Good gameplay can potentially save a bad story, and vice versa. But even so, if the gameplay of a video game isn’t up to par, then can it really be excused? I suspect not; otherwise, Phantasy Star Universe would have made much bigger waves than it did, and not be an embarrassment at best thanks to a double-whammy of bad gameplay and a bad story. (Seriously, does anybody remember that game? I just did, to be honest.) A JRPG that forgets that it’s about the journey -- about progression, and gaining something new and valuable with each step taken -- might as well leap straight into the bargain bin. Assuming that it missed the dumpster first.
That’s about where I stand.

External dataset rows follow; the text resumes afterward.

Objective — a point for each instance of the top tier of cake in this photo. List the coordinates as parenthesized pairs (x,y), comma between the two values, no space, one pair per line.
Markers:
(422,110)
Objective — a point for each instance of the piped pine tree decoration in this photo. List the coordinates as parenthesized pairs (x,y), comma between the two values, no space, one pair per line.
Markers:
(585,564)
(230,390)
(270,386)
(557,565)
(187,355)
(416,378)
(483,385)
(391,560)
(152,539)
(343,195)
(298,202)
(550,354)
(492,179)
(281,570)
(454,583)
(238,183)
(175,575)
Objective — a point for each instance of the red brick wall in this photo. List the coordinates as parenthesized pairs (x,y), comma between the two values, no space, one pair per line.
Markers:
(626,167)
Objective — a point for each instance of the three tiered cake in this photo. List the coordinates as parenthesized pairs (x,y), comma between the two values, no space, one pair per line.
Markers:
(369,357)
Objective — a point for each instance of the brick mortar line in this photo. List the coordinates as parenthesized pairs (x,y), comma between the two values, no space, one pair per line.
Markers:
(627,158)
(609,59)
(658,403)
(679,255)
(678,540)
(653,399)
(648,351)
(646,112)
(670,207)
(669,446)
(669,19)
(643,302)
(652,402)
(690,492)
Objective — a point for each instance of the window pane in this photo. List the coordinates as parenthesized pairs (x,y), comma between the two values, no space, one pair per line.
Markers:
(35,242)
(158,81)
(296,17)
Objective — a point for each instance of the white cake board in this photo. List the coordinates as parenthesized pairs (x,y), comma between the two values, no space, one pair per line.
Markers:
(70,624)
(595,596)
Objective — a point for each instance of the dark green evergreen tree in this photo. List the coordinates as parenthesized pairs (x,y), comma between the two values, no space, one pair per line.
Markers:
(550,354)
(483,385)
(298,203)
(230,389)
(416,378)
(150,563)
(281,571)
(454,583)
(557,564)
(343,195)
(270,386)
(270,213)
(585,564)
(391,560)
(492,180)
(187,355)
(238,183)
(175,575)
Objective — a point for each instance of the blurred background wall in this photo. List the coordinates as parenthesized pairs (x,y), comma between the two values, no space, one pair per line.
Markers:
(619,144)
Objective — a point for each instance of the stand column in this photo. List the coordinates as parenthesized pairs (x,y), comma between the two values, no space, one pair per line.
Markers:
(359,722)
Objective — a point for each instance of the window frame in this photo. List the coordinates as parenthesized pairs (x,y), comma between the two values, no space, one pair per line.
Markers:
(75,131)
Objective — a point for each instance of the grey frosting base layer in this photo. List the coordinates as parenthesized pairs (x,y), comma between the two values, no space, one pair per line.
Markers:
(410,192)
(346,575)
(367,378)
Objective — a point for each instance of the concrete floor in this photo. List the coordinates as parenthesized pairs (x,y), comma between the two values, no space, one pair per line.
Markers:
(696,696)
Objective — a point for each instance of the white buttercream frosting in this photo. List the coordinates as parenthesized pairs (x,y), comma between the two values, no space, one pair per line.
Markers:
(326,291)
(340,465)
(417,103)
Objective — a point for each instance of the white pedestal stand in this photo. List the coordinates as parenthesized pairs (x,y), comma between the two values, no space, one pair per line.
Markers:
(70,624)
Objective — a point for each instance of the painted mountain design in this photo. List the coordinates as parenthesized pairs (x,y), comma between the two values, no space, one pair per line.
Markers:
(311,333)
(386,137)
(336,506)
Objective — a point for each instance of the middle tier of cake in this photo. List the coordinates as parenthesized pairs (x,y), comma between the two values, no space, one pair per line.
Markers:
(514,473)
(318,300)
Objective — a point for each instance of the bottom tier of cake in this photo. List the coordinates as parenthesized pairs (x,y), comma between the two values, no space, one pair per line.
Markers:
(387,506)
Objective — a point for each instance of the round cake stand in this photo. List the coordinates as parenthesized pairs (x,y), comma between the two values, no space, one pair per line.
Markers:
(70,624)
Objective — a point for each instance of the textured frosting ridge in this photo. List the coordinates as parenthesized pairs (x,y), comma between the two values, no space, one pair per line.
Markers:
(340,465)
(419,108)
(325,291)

But I wouldn’t mind getting some fresh perspectives -- so the rest of this post belongs to you guys. Feel free to weigh in on the question at hand: what’s the deal with JRPGs? Why have they had the effect they’ve had on gamers? Is their decline deserved? What makes them good? What makes them bad? And if you dare, do you think even the best among them were good in the first place?
You know what it’s time for. Draw your swords, dear readers. Ready? Set…comm-
Yikesy mikesy. Green is such a cool color.
…You know, it’s gonna be weird, knowing that I’ve now got a folder on my computer filled with Christina Hendricks pictures. I guess I’ll have to counterbalance it with a folder full of Alyson Hannigan pictures. She’s the best ever, and I’ll field no debate on the subject.
Wait, why am I talking about this? Oh, right. Because I’m dumb and silly.